History log of /linux-master/drivers/dma/idxd/Makefile
Revision Date Author Comments
# 979f6ded 05-Dec-2023 Tom Zanussi <tom.zanussi@linux.intel.com>

dmaengine: idxd: Add support for device/wq defaults

Add a load_device_defaults() function pointer to struct
idxd_driver_data, which if defined, will be called when an idxd device
is probed and will allow the idxd device to be configured with default
values.

The load_device_defaults() function is passed an idxd device to work
with to set specific device attributes.

Also add a load_device_defaults() implementation IAA devices; future
patches would add default functions for other device types such as
DSA.

The way idxd device probing works, if the device configuration is
valid at that point e.g. at least one workqueue and engine is properly
configured then the device will be enabled and ready to go.

The IAA implementation, idxd_load_iaa_device_defaults(), configures a
single workqueue (wq0) for each device with the following default
values:

mode "dedicated"
threshold 0
size Total WQ Size from WQCAP
priority 10
type IDXD_WQT_KERNEL
group 0
name "iaa_crypto"
driver_name "crypto"

Note that this now adds another configuration step for any users that
want to configure their own devices/workqueus with something different
in that they'll first need to disable (in the case of IAA) wq0 and the
device itself before they can set their own attributes and re-enable,
since they've been already been auto-enabled. Note also that in order
for the new configuration to be applied to the deflate-iaa crypto
algorithm the iaa_crypto module needs to unregister the old version,
which is accomplished by removing the iaa_crypto module, and
re-registering it with the new configuration by reinserting the
iaa_crypto module.

Signed-off-by: Tom Zanussi <tom.zanussi@linux.intel.com>
Reviewed-by: Dave Jiang <dave.jiang@intel.com>
Signed-off-by: Herbert Xu <herbert@gondor.apana.org.au>


# 88928add 24-Sep-2023 Fenghua Yu <fenghua.yu@intel.com>

dmaengine: idxd: Register dsa_bus_type before registering idxd sub-drivers

idxd sub-drivers belong to bus dsa_bus_type. Thus, dsa_bus_type must be
registered in dsa bus init before idxd drivers can be registered.
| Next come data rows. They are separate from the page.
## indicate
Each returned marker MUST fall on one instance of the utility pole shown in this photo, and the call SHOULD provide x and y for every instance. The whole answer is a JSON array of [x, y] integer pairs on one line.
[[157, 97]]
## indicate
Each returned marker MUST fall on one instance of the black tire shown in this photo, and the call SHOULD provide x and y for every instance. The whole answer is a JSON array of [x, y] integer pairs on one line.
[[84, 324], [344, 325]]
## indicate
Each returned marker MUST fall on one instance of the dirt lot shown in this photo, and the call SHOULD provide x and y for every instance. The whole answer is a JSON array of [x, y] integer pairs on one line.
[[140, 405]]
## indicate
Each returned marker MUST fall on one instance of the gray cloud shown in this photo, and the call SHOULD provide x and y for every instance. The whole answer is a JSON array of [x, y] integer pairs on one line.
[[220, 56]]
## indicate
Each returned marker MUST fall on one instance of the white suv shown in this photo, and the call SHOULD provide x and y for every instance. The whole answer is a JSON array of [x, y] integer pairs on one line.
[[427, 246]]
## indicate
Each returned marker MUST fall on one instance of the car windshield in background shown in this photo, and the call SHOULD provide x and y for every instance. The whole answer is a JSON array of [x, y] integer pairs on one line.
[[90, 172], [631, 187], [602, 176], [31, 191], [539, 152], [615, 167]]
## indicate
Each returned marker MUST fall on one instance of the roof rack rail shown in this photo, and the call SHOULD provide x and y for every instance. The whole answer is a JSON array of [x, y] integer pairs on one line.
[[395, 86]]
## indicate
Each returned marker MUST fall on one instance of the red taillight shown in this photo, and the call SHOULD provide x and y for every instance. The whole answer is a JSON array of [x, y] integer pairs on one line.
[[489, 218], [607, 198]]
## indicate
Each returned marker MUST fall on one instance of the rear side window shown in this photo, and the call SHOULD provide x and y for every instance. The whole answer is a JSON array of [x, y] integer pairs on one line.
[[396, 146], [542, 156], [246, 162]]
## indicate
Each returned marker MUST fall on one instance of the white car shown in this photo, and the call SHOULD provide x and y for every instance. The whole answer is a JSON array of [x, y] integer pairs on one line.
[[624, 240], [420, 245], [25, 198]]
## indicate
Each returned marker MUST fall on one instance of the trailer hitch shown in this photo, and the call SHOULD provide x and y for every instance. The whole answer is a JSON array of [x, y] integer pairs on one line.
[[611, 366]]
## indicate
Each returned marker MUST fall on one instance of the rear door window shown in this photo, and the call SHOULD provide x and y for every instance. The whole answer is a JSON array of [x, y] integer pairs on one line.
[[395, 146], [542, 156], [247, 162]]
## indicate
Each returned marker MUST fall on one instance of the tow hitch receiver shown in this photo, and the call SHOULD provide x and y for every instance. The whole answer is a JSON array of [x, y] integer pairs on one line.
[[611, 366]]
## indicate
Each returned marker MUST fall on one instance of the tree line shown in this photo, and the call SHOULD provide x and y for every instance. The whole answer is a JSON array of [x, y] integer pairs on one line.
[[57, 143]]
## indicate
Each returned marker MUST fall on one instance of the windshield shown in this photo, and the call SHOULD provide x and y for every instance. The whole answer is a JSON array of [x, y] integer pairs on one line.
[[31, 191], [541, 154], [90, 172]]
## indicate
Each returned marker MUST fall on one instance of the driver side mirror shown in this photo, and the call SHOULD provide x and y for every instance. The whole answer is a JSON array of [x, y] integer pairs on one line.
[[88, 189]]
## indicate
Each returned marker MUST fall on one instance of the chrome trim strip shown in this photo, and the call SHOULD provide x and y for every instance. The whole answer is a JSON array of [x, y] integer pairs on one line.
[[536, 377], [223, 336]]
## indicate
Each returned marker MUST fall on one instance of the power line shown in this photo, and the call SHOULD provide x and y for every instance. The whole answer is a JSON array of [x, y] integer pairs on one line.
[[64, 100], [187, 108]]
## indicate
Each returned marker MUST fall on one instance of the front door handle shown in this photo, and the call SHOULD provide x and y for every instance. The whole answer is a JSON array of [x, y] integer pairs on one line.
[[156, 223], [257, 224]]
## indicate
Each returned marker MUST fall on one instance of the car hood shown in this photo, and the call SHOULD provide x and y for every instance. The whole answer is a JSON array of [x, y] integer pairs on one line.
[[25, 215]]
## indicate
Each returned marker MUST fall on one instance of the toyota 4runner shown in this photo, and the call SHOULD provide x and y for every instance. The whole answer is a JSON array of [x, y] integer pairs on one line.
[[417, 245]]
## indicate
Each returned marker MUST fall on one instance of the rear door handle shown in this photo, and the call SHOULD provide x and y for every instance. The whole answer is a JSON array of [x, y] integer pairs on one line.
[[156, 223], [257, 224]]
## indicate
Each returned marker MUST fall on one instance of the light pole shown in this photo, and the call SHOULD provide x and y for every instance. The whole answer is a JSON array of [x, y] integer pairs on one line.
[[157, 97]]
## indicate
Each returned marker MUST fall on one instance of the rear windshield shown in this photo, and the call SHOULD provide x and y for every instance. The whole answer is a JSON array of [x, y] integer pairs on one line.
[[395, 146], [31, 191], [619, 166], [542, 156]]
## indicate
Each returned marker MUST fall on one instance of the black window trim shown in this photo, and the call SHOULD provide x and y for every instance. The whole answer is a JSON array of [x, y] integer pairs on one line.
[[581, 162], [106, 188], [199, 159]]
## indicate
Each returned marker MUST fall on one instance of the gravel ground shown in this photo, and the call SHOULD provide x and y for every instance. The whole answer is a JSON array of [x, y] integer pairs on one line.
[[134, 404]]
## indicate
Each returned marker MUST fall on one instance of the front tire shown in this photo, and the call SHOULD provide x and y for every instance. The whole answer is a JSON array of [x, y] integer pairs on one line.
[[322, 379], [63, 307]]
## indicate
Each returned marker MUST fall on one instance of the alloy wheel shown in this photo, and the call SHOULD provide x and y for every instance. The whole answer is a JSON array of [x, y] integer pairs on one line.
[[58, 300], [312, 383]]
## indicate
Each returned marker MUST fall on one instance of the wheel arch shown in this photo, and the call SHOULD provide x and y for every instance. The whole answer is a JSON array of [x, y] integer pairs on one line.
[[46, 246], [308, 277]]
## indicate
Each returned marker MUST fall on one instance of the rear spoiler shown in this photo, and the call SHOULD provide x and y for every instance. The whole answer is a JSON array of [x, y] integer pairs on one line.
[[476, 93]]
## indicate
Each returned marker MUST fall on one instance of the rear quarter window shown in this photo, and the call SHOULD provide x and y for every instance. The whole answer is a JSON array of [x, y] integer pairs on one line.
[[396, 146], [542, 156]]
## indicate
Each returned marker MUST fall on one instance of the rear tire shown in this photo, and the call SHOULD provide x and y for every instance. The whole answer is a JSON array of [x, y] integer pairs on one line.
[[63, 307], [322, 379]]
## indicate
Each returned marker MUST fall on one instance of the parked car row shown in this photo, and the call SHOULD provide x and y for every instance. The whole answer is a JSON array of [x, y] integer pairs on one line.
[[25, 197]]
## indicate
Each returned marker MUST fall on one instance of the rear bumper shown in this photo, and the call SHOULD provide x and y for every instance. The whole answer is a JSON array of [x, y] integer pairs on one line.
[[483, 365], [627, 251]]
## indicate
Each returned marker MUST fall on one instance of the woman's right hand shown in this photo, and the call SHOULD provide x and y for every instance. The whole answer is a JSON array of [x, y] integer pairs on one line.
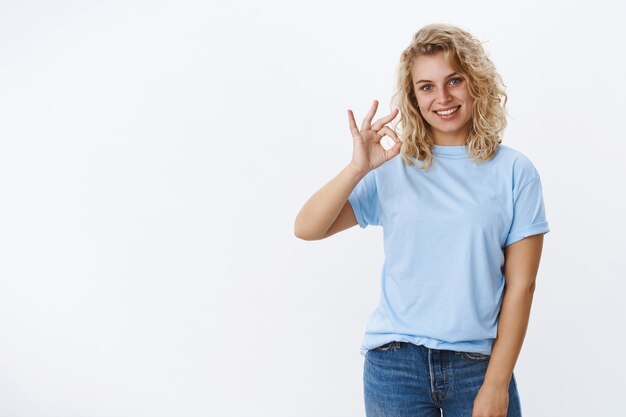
[[368, 153]]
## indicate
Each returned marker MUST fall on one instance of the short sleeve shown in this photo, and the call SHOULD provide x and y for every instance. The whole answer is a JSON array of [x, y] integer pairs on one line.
[[365, 202], [529, 217]]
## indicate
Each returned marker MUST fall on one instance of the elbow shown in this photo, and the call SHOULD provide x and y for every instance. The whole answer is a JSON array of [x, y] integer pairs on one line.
[[301, 233]]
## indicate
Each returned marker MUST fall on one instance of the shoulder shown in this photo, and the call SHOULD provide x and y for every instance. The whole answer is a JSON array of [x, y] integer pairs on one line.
[[519, 166]]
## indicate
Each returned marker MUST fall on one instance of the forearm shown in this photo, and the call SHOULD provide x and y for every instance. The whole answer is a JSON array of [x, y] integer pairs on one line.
[[512, 325], [322, 208]]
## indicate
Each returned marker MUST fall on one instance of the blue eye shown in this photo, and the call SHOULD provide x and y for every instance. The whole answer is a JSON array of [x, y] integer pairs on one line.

But the order is wrong when both idxd and idxd_bus are builtin drivers.
In this case, idxd driver is compiled and linked before idxd_bus driver.
Since the initcall order is determined by the link order, idxd sub-drivers
are registered in idxd initcall before dsa_bus_type is registered
in idxd_bus initcall. idxd initcall fails:

[ 21.562803] calling idxd_init_module+0x0/0x110 @ 1
[ 21.570761] Driver 'idxd' was unable to register with bus_type 'dsa' because the bus was not initialized.
[ 21.586475] initcall idxd_init_module+0x0/0x110 returned -22 after 15717 usecs
[ 21.597178] calling dsa_bus_init+0x0/0x20 @ 1

To fix the issue, compile and link idxd_bus driver before idxd driver
to ensure the right registration order.

Fixes: d9e5481fca74 ("dmaengine: dsa: move dsa_bus_type out of idxd driver to standalone")
Reported-by: Michael Prinke <michael.prinke@intel.com>
Signed-off-by: Fenghua Yu <fenghua.yu@intel.com>
Reviewed-by: Dave Jiang <dave.jiang@intel.com>
Reviewed-by: Lijun Pan <lijun.pan@intel.com>
Tested-by: Lijun Pan <lijun.pan@intel.com>
Link: https://lore.kernel.org/r/20230924162232.1409454-1-fenghua.yu@intel.com
Signed-off-by: Vinod Koul <vkoul@kernel.org>


# 5fbe6503 07-Apr-2023 Dave Jiang <dave.jiang@intel.com>

dmanegine: idxd: add debugfs for event log dump

Add debugfs entry to dump the content of the event log for debugging. The
function will dump all non-zero entries in the event log. It will note
which entries are processed and which entries are still pending processing
at the time of the dump. The entries may not always be in chronological
order due to the log is a circular buffer.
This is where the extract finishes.